Erik Gensler: So, we've come to your last question here and our last question is an opportunity to, sort of, share an idea with your colleagues and in the arts field. We call it your “CI to Eye moment,” and the question is, if you could broadcast to executive directors, leadership teams, staff, boards, of thousands of arts organizations and leaders, what advice would you provide to them to help them in this moment?

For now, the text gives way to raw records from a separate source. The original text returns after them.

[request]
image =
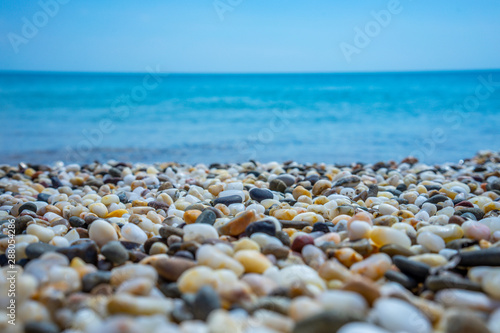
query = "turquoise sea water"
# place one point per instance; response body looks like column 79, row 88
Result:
column 333, row 118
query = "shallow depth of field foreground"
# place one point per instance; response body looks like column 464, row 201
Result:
column 252, row 247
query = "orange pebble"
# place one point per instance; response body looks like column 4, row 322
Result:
column 191, row 215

Robert Barry Fleming: Oh, I think the same that I'd offer myself as, stay curious, keep investigating, keep asking questions, keep a rigorous process of disconfirming your own operating assumptions, seek to do that, seek to problematize what you think, you know, and keep asking questions and be teachable. I think that's, if there's anything that makes life worth living, you know, it's like, I feel like I got some part of that from having educator parents, but also from being an actor and an actor in the largest sense of the word, both in the discipline, but also one who keeps trying to learn, keeps trying to grow, and keeps trying to divorce oneself from ego and lean into just that. What, you know … It's like, sometimes, I think for many of us as artists or historically marginalized people, we have both overestimated our ability and centered ourselves sometimes. And then, sometimes, we haven't done enough to allow ourselves to be centered and foregrounded and be open to being wrong and making mistakes because they're so strong impulse of like, “You only get so many chances, so you've gotta be perfect.” I just try to keep learning and relieve myself of that pressure and keep pushing those boundaries by staying curious, staying investigative, staying in the process of inquiry. And it's, it seems to be very fulfilled. It's been very fulfilling for me. So, I wish that for others.

Erik Gensler: That's wonderful and so important. Robert, thank you so much.

Robert Barry Fleming: Thank you, Erik.